Terpercaya – Tajam – Mencerdaskan Umat

Percepatan Revisi UU PPP, Peluang Kekacauan Regulasi

Oleh : Yeni (Pontianak-Kalbar)

Tujuh menteri Kabinet Indonesia Maju menggelar rapat kerja dengan Badan Legislasi DPR. Mewakili Presiden Joko Widodo untuk menyampaikan penjelasan mengenai Daftar Inventarisasi Masalah (DIM) atas Rancangan Undang-Undang tentang Perubahan Kedua Undang-Undang Nomor 12 Tahun 2011 tentang Pembentukan Peraturan Perundang-Undangan (RUU PPP) (https://pontianak.tribunnews.com 07/04/2022).

Airlangga menegaskan, pemerintah serius untuk membahas revisi UU PPP. Menurutnya, penyelesaian perubahan UU PPP menjadi dasar perbaikan UU Cipta Kerja (Ciptaker) yang dinyatakan Mahkamah Konstitusi (MK) inskonstitusional bersyarat. Indonesia memerlukan berbagai terobosan dan inisiatif terutama dalam upaya meningkatkan investasi dan menciptakan lapangan kerja.

Pada rapat kerja pembahasan revisi UU PPP kali ini, pemerintah menyerahkan sebanyak 362 DIM. Terdiri dari 210 DIM tetap, 24 DIM perubahan substansi, 17 DIM substansi baru, 64 DIM perubahan redaksional, dan 47 DIM dihapus. RUU Perubahan Kedua UU Pembentukan Peraturan Perundang-undangan ini diinisiasi DPR.

RUU PPP yang menjadi inisiatif DPR RI ini memiliki 15 poin perubahan dalam UU PPP. Intinya mendukung UU Cipta Kerja dengan memasukan metode omnibus didalamnya. Perubahan UU PPP disetujui 8 dari total 9 fraksi yang ada di DPR. Hanya Fraksi PKS yang menolak. Bulan lalu Partai Buruh bersama FSPMI dan KSPI pun menggugat revisi UU PPP dengan melakukan judicial review.
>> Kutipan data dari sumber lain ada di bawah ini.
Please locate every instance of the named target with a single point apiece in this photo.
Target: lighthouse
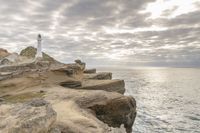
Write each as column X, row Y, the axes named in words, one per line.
column 39, row 47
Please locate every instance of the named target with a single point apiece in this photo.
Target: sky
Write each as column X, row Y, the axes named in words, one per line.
column 106, row 32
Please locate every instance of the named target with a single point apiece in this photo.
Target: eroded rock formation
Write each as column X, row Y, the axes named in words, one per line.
column 51, row 97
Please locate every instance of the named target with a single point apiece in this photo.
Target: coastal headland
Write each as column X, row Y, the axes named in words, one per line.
column 47, row 96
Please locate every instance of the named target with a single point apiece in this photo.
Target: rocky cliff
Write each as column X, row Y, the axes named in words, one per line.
column 50, row 97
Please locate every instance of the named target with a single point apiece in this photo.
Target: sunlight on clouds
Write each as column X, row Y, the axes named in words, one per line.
column 183, row 6
column 110, row 30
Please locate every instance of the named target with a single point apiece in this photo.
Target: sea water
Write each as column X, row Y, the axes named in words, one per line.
column 168, row 99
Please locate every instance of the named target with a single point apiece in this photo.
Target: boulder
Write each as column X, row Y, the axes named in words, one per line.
column 99, row 76
column 89, row 111
column 3, row 53
column 36, row 116
column 30, row 52
column 107, row 85
column 69, row 69
column 5, row 61
column 117, row 112
column 81, row 64
column 71, row 84
column 89, row 71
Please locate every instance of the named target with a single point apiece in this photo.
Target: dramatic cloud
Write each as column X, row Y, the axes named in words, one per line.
column 112, row 32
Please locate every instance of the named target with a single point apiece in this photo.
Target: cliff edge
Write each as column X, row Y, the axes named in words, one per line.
column 51, row 97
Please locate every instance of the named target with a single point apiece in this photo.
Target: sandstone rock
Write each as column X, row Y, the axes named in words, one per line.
column 27, row 118
column 89, row 71
column 99, row 76
column 107, row 85
column 3, row 53
column 83, row 107
column 26, row 67
column 80, row 63
column 1, row 99
column 5, row 62
column 71, row 84
column 116, row 112
column 30, row 52
column 69, row 69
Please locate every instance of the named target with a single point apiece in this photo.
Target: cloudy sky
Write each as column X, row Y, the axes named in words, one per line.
column 106, row 32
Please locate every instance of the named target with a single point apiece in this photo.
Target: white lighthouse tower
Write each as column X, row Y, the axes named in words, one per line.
column 39, row 47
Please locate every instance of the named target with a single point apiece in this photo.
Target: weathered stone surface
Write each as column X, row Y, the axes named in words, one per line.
column 71, row 84
column 26, row 118
column 116, row 112
column 69, row 69
column 107, row 85
column 95, row 106
column 99, row 76
column 82, row 107
column 3, row 53
column 26, row 67
column 30, row 52
column 90, row 71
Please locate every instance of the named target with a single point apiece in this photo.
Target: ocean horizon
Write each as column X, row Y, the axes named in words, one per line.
column 167, row 99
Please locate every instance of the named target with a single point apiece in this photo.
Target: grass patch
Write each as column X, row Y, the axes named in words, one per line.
column 22, row 97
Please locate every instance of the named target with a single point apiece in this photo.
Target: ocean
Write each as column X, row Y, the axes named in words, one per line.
column 168, row 99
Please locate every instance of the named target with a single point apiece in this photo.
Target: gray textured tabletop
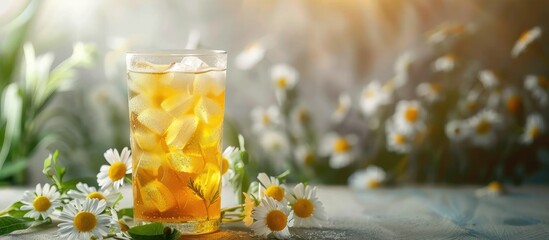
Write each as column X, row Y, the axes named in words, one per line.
column 396, row 213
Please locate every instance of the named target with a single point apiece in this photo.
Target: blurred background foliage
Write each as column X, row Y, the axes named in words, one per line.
column 333, row 51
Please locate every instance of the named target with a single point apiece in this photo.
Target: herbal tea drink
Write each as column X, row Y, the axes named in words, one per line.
column 176, row 105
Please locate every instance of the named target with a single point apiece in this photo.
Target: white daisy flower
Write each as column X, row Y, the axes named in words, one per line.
column 446, row 31
column 410, row 116
column 308, row 210
column 113, row 175
column 402, row 68
column 445, row 63
column 272, row 217
column 369, row 178
column 228, row 159
column 341, row 149
column 265, row 118
column 373, row 96
column 525, row 39
column 304, row 155
column 271, row 187
column 42, row 202
column 489, row 79
column 250, row 56
column 493, row 189
column 429, row 91
column 285, row 78
column 83, row 219
column 84, row 191
column 539, row 86
column 535, row 126
column 457, row 130
column 343, row 108
column 483, row 127
column 398, row 139
column 274, row 142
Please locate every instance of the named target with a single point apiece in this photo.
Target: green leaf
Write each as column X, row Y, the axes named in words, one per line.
column 153, row 231
column 10, row 224
column 128, row 212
Padahal metode omnibus yang terjadi pada UU Cipta Kerja sudah diputuskan inkonstitusional bersyarat oleh Mahkamah Konstitusi. Sehingga mesti diperbaiki dalam kurun waktu dua tahun sejak pembacaan putusan atau 25 November 2021. Disitu tidak memerintahkan perubahan UU PPP tersebut. Namun agar tidak cacat formil atau terjadi pembangkangan konstitusi, dipaksakanlah upaya Revisi UU PPP.

Revisi UU PPP akan membawa kekacauan regulasi dalam pembentukan perundang-undangan. Penggemukan regulasi dengan metode omnibus, akan meminimkan partisipasi masyarakat khususnya yang telah mengkritik kluster demi kluster UU Ciptaker.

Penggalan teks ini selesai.